In the previous post, a Spark cluster is set up using 2 VirtualBox Ubuntu guests. while this is a viable option for many, it is not always for others. For those who find setting-up such a cluster is not convenient, there’s still another option, which is relying on the local mode of Spark. In this post, a BitBucket repository is introduced, which is a R project that includes Spark 1.6.0 Pre-built for Hadoop 2.0 and later and hadoop-common 2.2.0 - the latter is necessary if it is tested on Windows. Then several initialization steps are discussed such as setting-up environment variables and library path as well as including the spark-csv package and a JDBC driver. Finally it shows some examples of reading JSON and CSV files in the cluster mode.
Spark 1.6.0 Pre-built for Hadoop 2.0 and later is downloaded and renamed as spark after decompressing. Also, hadoop-common 2.2.0 is downloaded from this GitHub repo and saved within the spark folder as hadoop. The SparkR package is in R/lib and the bin path includes files that execute spark applications interactively and in batch mode. The conf folder includes a number of configuration templates. At the moment, only one of the templates is modified - log4j.properties.template. This template is renanmed as log4j.properties and log4j.rootCategory is set to be WARN as shown below. Previously it was INFO and it may be distracting as a lot of messages are printed with this option.
The spark folder in the repository is shown below.
There are 2 data files. iris.json is the popular iris data set in JSON format. iris_up.csv is the same data set in CSV format with 3 extra columns - 1 integer, 1 date and 1 integer column with NA values - how to read them will be discussed shortly. postgresql-9.3-1103.jdbc3.jar is a JDBC driver to connect PostgreSQL-like database servers such as PostgreSQL server or Amazon Redshift - you may add another driver for your own DB server.
It sets two environment variables: SPARK_HOME and HADOOP_HOME. The latter is mandatory if you’re running this example on Windows (possibly in local mode).
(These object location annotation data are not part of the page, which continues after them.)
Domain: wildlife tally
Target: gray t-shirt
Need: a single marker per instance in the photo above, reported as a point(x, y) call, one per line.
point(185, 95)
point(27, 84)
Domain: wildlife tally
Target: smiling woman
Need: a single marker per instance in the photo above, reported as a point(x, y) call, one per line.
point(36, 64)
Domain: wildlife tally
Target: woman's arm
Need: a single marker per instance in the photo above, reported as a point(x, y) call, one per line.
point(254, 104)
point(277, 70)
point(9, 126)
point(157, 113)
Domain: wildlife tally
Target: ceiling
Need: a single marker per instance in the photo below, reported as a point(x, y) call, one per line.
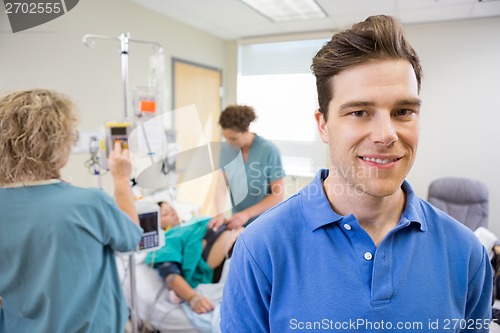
point(232, 19)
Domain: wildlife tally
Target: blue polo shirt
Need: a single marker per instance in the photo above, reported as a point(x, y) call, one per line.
point(302, 267)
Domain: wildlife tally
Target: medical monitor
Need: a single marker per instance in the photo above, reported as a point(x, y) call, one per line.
point(150, 221)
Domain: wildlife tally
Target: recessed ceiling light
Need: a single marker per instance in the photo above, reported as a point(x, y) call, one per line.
point(287, 10)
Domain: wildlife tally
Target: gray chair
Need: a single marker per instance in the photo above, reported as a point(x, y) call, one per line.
point(464, 199)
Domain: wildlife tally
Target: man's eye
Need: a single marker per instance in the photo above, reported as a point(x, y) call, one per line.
point(358, 113)
point(403, 112)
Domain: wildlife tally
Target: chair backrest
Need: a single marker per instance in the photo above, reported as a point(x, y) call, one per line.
point(464, 199)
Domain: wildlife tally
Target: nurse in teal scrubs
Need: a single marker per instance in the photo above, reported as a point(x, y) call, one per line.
point(263, 168)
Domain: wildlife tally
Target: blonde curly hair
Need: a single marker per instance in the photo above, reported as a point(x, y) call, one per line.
point(37, 131)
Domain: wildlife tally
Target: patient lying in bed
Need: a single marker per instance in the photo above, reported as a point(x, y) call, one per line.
point(158, 307)
point(189, 257)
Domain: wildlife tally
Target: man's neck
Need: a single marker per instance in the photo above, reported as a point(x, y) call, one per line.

Otherwise the following error is thrown: java.lang.NullPointerException. Note that the Spark pre-built distribution doesn’t include Hadoop-common and it is downloaded from this repo and added within the spark folder - the foler is named as hadoop. If it is running on Linux, this part can be commented out as in the cluster mode example below.
Also the spark bin directory is added to the PATH environment variable - this path is where spark-submit (Spark batch excutor) and Saprk REPL launchers exist. Then the path of the db driver (postgresql-9.3-1103.jdbc3.jar) is specified - see postgresql_drv. As can be seen in sparkR.init(), the path is added to environment variable on the worker node by adding sparkEnvir and the driver is passed to the worker node by setting sparkJars.
Finally the search path is updated to add the SparkR package (sparkr_lib). For the local mode, the master can be set as local[*] if it is required to use all existing cores or a specific number can be specified - see spark_link. The last environment variable (SPARKR_SUBMIT_ARGS) is for controlling spark-submit. In this setting, the spark-csv package is included at launch.
At the end, a spark context (sc) and sql context (sqlContext) are defined. Note that, in this way, it is possible to run a Spark application interactively as well as in batch mode using Rscript, rather than using spark-submit.
In order to run the script in the cluster mode, the two data files (iris.json and iris_up.csv) are copied to ~/data in both the master and slave machines. (Files should exist in the same location if you’re not using HDFS, S3 …) I simply used WinSCP and you may find this post useful. Also I started a cluster by ~/spark/sbin/start-all.sh - see this post for further details.
The main difference is the Spark master, which is set to be spark://192.168.1.10:7077.
The JSON format is built-in so that it suffices to specify the source. By default, read.df() infers the schema (or data type) and it is found that all data types are identified correctly except for the last one where it includes some NA values.
The schema inference is worse on CSV as the date field is identified as string.
It is possible to specify individual data types by constructing a custom schema (customSchema). Note that the last column (null) is set as string in the custom schema and converted into integer using cast() after the data is loaded. The reason is NA is considered as string that the following error will be thrown if it is set as integer: java.lang.NumberFormatException: For input string: "NA".